Still, it doesn't always happen like that. Days later, just a couple blocks away from Tantrum Man, an older man weighed in on my appearance as I made my way home from the grocery store.
I could feel his eyes on me as he began: "What a lovely, beautiful--"
"I'm not interested in your opinion. Thanks." This time I smiled calmly and said this in a neutral voice.
I was not amused to find that he was still walking behind me a block later. He caught up to me as I was waiting to cross a busy intersection.
"Here it is a lovely, beautiful day, and you got your panties in a wad for no good reason," he said as he walked up to stand beside me on the curb. His tone wasn't hostile, but the words were demeaning. (Basic human respect tip: conjecturing on the state of a stranger's underwear is NEVER an appropriate conversation opener.)
I inhaled slowly. "The reason I'm upset," I told him, "Is because I can't walk around here a single day without some guy commenting on my appearance, and I just want--"
"I was just trying to say hi."
"Well then just say hi. That would be fine." I explained that "compliments" like his were threatening because I never knew where they were headed or what he might say next. Plenty of guys went beyond "friendly" behavior.
"Like what do they say?" he asked as the light changed. "How unfriendly can they be?" He seemed genuinely perplexed by my concerns.
In the time it took us to cross the street, I told him how some of the men who have taken an interest in me on the street have been intimidating, or even violent. "You need to be aware of how women feel about your comments."

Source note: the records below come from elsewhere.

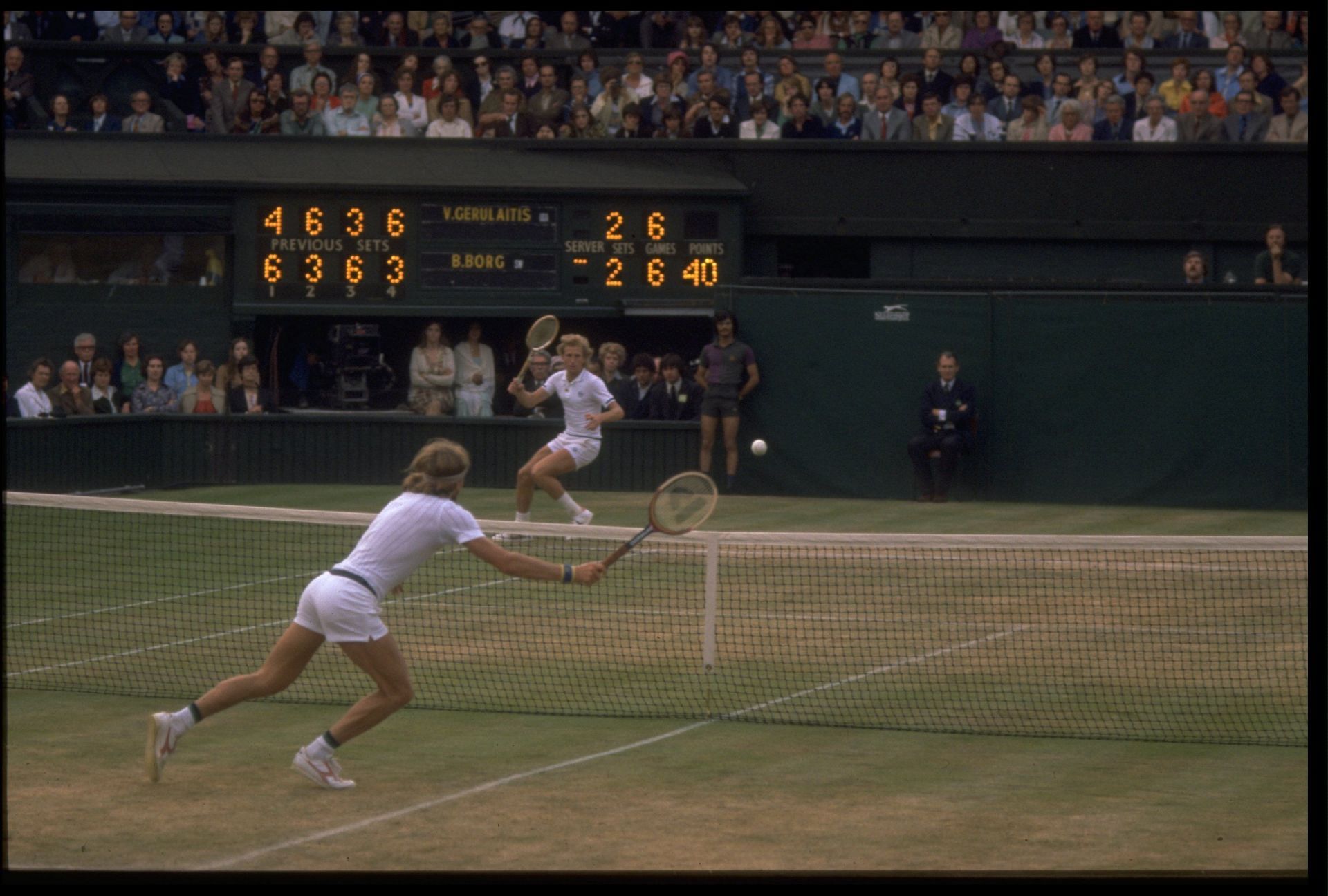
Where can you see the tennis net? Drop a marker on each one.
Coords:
(1162, 639)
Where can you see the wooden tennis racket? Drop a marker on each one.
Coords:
(679, 506)
(540, 336)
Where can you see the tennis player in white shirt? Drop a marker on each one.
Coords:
(342, 606)
(587, 405)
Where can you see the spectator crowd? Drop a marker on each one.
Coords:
(737, 75)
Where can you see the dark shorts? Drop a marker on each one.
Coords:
(720, 401)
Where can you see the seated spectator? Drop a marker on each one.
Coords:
(477, 375)
(1071, 128)
(1195, 268)
(346, 121)
(128, 31)
(674, 398)
(631, 128)
(33, 398)
(975, 124)
(961, 91)
(69, 398)
(1204, 80)
(1188, 36)
(1270, 33)
(1113, 125)
(1179, 86)
(105, 398)
(983, 33)
(153, 396)
(257, 117)
(1291, 125)
(300, 120)
(449, 124)
(717, 124)
(387, 122)
(432, 373)
(885, 122)
(203, 398)
(59, 121)
(632, 393)
(932, 125)
(1245, 125)
(1031, 125)
(760, 125)
(801, 124)
(1278, 265)
(250, 398)
(144, 121)
(181, 377)
(101, 122)
(1198, 127)
(1154, 128)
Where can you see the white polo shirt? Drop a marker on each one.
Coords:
(586, 395)
(404, 535)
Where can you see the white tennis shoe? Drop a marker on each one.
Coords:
(324, 773)
(163, 738)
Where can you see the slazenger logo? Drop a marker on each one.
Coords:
(893, 312)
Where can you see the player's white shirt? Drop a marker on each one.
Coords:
(405, 534)
(586, 395)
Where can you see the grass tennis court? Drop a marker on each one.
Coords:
(483, 793)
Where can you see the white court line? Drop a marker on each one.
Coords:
(557, 766)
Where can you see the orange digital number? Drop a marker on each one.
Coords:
(273, 268)
(655, 272)
(314, 268)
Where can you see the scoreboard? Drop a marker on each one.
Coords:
(329, 254)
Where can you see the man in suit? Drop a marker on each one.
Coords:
(885, 121)
(932, 79)
(1198, 125)
(128, 31)
(1096, 35)
(948, 409)
(1189, 35)
(144, 121)
(931, 125)
(1291, 125)
(1113, 128)
(1244, 125)
(632, 393)
(674, 398)
(229, 99)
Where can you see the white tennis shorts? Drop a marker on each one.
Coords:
(340, 610)
(583, 450)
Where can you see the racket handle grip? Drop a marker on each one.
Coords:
(618, 555)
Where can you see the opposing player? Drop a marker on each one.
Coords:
(342, 606)
(587, 405)
(720, 373)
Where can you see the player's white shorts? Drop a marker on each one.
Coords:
(340, 610)
(583, 450)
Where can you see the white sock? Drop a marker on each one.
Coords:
(320, 749)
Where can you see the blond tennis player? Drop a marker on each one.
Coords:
(587, 405)
(342, 606)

"Well, I appreciate that," he said as we stepped back onto the sidewalk. "Lesson learned. Have a nice day!" He turned to walk away with a genuinely friendly wave.
I continued down the sidewalk with a bemused smile, taken aback that he had listened respectfully and apparently been able to receive my point of view.

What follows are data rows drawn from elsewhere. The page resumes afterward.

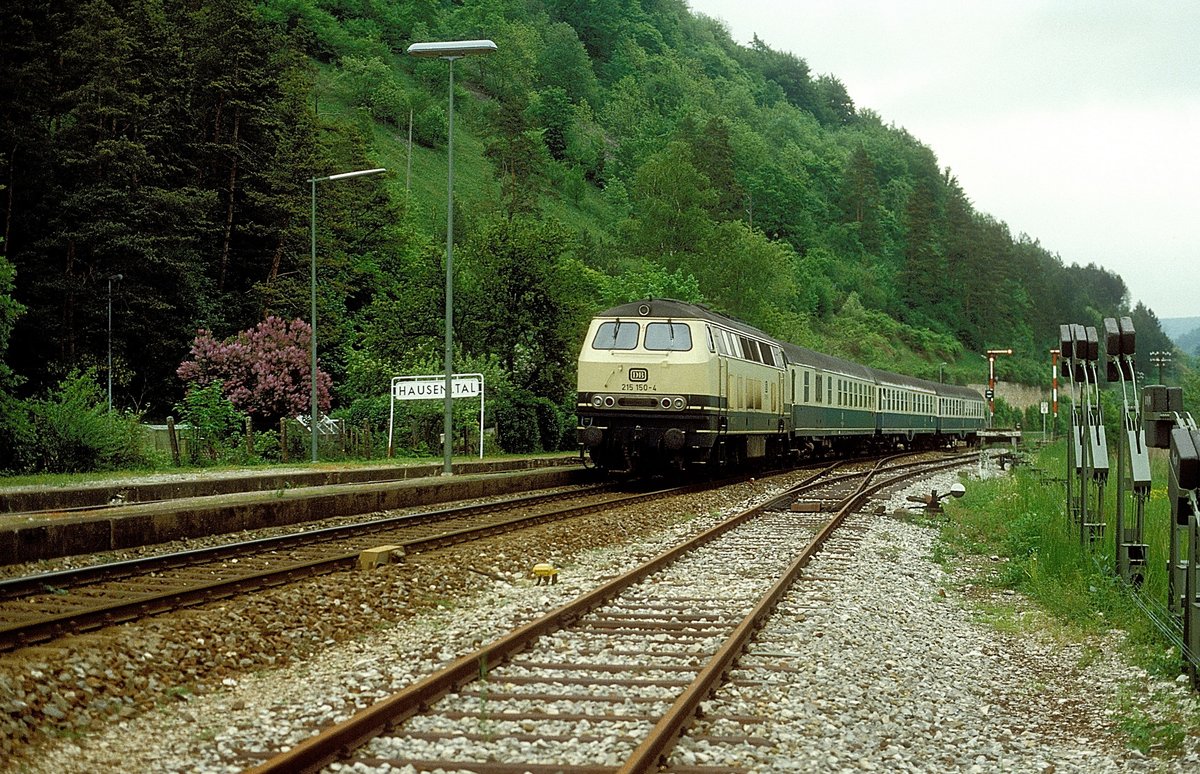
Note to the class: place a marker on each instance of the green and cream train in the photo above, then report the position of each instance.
(666, 384)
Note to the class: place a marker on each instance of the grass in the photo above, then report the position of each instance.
(1021, 520)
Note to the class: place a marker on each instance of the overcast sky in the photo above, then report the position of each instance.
(1074, 121)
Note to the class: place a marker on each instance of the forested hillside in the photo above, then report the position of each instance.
(607, 150)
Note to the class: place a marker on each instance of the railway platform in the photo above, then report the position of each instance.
(40, 523)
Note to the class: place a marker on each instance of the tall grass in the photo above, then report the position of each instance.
(1023, 519)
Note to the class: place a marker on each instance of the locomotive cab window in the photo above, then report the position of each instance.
(667, 336)
(616, 336)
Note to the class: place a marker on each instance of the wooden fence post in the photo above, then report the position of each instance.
(174, 441)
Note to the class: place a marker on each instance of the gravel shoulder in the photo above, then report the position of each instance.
(905, 669)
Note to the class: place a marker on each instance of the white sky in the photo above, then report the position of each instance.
(1074, 121)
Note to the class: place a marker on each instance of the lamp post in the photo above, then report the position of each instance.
(312, 276)
(450, 51)
(118, 277)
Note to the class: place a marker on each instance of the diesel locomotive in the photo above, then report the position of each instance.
(664, 384)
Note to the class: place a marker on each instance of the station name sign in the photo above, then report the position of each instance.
(436, 389)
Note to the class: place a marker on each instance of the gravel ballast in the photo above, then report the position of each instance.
(891, 669)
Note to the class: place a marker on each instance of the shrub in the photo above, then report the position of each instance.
(216, 424)
(516, 423)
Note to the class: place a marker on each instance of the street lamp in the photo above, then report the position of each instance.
(312, 275)
(118, 277)
(450, 51)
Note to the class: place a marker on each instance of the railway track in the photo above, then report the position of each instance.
(42, 607)
(609, 682)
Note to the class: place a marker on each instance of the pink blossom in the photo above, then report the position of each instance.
(265, 371)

My experiences with street harassment have taught me two things. First, I am not responsible for controlling men's behavior. Often, getting out the situation as quickly as possible is the best thing for me to do.
And second, men are individuals who are capable of change. Despite the prevalence of rape culture, conversations like this one give me hope for a society in which men and women treat one another with dignity and respect as equals.
Ultimately, we are all looking for love and respect. I believe that one or both of these unmet needs have been at the root of every negative experience I have ever had with a stranger. Many of the men who catcall women on the street don't have any social skills in their repertoire for engaging with the opposite sex in a healthy way, and they act (or react) out of their own loneliness and pain.
This doesn't excuse the behavior, or make it any easier to deal with when I'm the target of their dysfunctional efforts at connection, but it does help me to understand it.
Working towards justice and speaking the truth are things that I am still learning to do in love instead of anger. It's easier to do when I remember that my enemies are not other human beings, but destructive behaviors and the belief systems that drive them. Behaviors, beliefs, and people can change.